From the beginning of Islam in the seventh century, whether Christians and other non-Muslims "were to be tolerated and to what degree" depended on the "judgment and whim" of particular rulers, Warda explains. In the end, Christians were tolerated or not "depending upon the intensity of the prevailing jihadi spirit." The archbishop notes that even during the Arab Golden Age, from the eighth to the 14th centuries, which was "built on Chaldean and Syriac scholarship" and marked by rich Muslim--Christian dialogue, "it was never a question of equality" between Christians and Muslims.

The horrors of ISIS have "shocked the conscience" of the Islamic world. What remains to be seen, says Warda, is whether "Islam will continue on its current political trajectory, in which sharia law is the basis for civil law and nearly every aspect of life is circumscribed by religion, or whether a more civil, tolerant movement will develop." On that score, recent alarming reports have circulated that the Iraqi parliament is due to vote on a provision to appoint mullahs as judges, with the prospect that sharia law will override secular laws that are in conflict with it.

The archbishop argues that the Judeo-Christian tradition holds the key to addressing what he calls the "foundational crisis within Islam itself." The "great gift" of the Western tradition, he says, is that "all are equal under the law," simply by virtue of their humanity. That is the basis of what he calls "civic security, which grows out of a worldview that values all human beings, not for their position or role but simply because they are human."

By contrast, under sharia law, in Koranic teaching, "our humanity gives us no rights," Warda contends, adding that the Iraqi constitution spells out that Christians and other minorities "are lesser citizens." As a result, the establishment and full functioning of a "civic order" is impeded.

That civic order is the foundation for peace and prosperity for all people, he says; it is the fruit of the humanizing mission of the Judeo-Christian tradition.
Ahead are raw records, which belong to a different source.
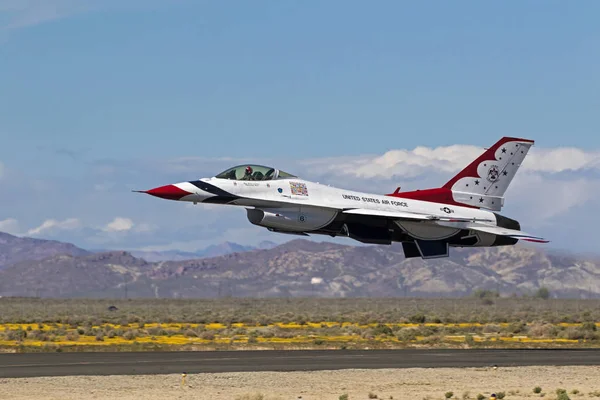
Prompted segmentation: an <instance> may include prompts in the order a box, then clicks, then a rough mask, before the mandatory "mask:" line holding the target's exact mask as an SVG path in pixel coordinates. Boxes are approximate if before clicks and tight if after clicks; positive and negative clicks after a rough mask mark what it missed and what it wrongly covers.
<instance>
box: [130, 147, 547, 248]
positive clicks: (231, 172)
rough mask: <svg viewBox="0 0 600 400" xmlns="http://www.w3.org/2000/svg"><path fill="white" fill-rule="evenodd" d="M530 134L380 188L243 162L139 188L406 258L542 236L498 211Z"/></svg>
mask: <svg viewBox="0 0 600 400" xmlns="http://www.w3.org/2000/svg"><path fill="white" fill-rule="evenodd" d="M533 144H534V141H533V140H528V139H519V138H513V137H504V138H502V139H500V140H499V141H498V142H496V143H495V144H494V145H493V146H492V147H490V148H489V149H487V150H485V151H484V152H483V154H482V155H481V156H479V157H478V158H477V159H476V160H474V161H473V162H472V163H470V164H469V165H467V167H466V168H464V169H463V170H462V171H460V173H458V174H457V175H456V176H454V177H453V178H452V179H450V180H449V181H448V182H446V184H444V185H443V186H442V187H439V188H432V189H424V190H416V191H405V192H402V191H400V188H397V189H396V190H395V191H394V192H393V193H388V194H385V195H380V194H372V193H363V192H356V191H352V190H345V189H340V188H335V187H331V186H328V185H323V184H319V183H316V182H311V181H307V180H305V179H302V178H300V177H298V176H295V175H292V174H290V173H287V172H285V171H282V170H279V169H277V168H273V167H268V166H264V165H254V164H243V165H238V166H235V167H232V168H229V169H227V170H225V171H223V172H221V173H220V174H218V175H216V176H213V177H210V178H202V179H199V180H192V181H188V182H180V183H175V184H171V185H166V186H160V187H157V188H154V189H150V190H146V191H141V192H142V193H147V194H150V195H152V196H156V197H159V198H162V199H168V200H177V201H187V202H193V203H194V204H196V203H210V204H228V205H234V206H241V207H245V208H246V211H247V218H248V220H249V221H250V222H251V223H252V224H254V225H258V226H261V227H264V228H266V229H268V230H270V231H272V232H280V233H286V234H295V235H304V236H308V235H309V234H319V235H329V236H332V237H336V236H344V237H350V238H352V239H354V240H357V241H359V242H362V243H371V244H381V245H390V244H392V243H393V242H401V243H402V247H403V250H404V254H405V256H406V257H407V258H411V257H421V258H423V259H432V258H440V257H448V256H449V248H450V247H488V246H510V245H514V244H516V243H517V242H518V241H519V240H524V241H530V242H539V243H547V242H548V240H545V239H543V238H541V237H537V236H532V235H530V234H528V233H525V232H522V231H521V225H520V223H519V222H518V221H516V220H514V219H511V218H509V217H506V216H503V215H501V214H499V213H498V212H499V211H500V210H501V209H502V207H503V206H504V193H505V192H506V189H507V188H508V186H509V184H510V182H511V181H512V179H513V178H514V176H515V174H516V172H517V170H518V168H519V167H520V165H521V163H522V162H523V160H524V158H525V156H526V155H527V153H528V151H529V149H530V147H531V146H532V145H533Z"/></svg>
The archbishop calls on Western leaders to be unafraid of "being truthful about the nature and purpose of the laws of Islam" -- to boldly challenge the governments of Muslim nations and make the case, forcefully and consistently, that genuine respect for and protection of the rights of Christians and other minorities benefits all of society.

Last month, U.S. secretary of state Mike Pompeo convened the second annual Ministerial to Advance Religious Freedom. It brought together more than 1,000 government officials, religious leaders, and representatives of non-governmental organizations who are all committed to stand up for religious freedom, a fundamental human right and a cornerstone of the civic order extolled by the archbishop.

At the ministerial, Secretary Pompeo announced the formation of the International Religious Freedom Alliance. Such a body of willing nations could be the perfect instrument to engage Muslim nations in consequential discussions about their treatment of non-Muslim minorities. For the alliance to work, it must do more than issue wish lists and policy proposals. Members must be ready to use diplomatic pressure and sanctions to nudge recalcitrant nations to take action.

Will the West live up to its high calling and stand by persecuted Christians and other religious minorities? For Archbishop Warda and his flock, it is a matter of life and death. He has no illusions: "Those of us who remain must be ready to face martyrdom," he says. "For the sake of not wanting to speak the truth to the persecutors, will the world be complicit in our elimination?" He concludes: "We, Christians of Iraq, who have faced 1,400 years of persecution, violence, and genocide, are prepared to speak out and bear witness to our oppressors and to the world -- whatever the consequences."